There is a large body of work by the OS community that attempts to detect redundancies in order
to reduce storage or transmissions costs, like LFBS~\cite{Muthitacharoen01} and Pastiche~\cite{Cox02}, among others, which
have inspired in one way or another many of today's online cloud storage services. These systems
operate at block level by relying on variable-length content-based chunking, rather than at
file level. Compared with personal cloud applications, distributed file systems pursue a
different objective and can skip implementing some basic functionality in personal clouds like
file version management or the scalable notification of updates as soon as they occur. In fact,
LBFS uses leases in which the server's obligation to inform a client of changes expires after one
minute. The result is that the client will be out of sync once a lease on a file has expired.

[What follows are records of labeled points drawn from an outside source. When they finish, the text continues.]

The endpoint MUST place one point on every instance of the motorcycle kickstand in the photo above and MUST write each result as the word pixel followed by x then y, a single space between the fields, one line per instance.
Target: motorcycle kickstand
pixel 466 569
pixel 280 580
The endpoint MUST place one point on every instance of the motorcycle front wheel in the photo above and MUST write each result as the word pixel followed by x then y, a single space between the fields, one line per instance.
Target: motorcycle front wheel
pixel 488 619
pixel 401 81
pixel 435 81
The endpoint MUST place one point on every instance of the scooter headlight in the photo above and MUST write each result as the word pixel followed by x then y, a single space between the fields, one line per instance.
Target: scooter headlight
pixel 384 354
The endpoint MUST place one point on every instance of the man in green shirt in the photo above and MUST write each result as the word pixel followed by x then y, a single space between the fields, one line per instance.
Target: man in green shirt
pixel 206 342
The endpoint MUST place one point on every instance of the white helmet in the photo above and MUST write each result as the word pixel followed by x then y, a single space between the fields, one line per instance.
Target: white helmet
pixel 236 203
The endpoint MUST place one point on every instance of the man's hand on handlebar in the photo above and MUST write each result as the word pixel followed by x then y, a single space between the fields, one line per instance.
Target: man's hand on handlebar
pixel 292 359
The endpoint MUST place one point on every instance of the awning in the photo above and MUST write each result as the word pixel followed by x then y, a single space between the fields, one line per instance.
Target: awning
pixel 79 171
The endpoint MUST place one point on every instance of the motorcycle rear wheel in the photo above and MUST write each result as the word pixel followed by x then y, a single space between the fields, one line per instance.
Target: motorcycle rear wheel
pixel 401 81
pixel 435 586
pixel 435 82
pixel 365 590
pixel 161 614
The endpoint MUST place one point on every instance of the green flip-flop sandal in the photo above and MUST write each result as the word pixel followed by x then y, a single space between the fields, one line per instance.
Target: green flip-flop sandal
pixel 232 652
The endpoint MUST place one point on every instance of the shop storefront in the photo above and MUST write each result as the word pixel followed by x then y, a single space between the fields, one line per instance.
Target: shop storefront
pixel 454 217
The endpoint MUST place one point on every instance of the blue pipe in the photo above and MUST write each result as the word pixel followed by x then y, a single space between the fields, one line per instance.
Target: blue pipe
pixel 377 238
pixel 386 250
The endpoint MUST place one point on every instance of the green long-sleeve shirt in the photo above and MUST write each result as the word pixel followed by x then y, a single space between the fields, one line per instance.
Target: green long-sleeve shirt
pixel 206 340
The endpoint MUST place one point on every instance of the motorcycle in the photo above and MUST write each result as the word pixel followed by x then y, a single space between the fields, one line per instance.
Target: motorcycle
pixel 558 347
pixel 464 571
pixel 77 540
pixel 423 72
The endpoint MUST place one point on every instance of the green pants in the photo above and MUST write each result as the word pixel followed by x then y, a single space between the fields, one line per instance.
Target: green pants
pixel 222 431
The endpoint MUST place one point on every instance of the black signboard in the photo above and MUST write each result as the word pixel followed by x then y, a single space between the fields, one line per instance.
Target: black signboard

In Dropbox, however, any change on the central storage is advertised as soon as it is made~\cite{drago2012inside}.
For this purpose, the Dropbox client keeps continuously opened a TCP connection to a notification
server, used for receiving information about changes performed elsewhere.

Overall, \textit{providing an efficient and scalable sync protocol} poses a grand challenge for
engineers in charge of building Personal Cloud storage services, due to the intricate
relationships between deduplication, notification and metadata management.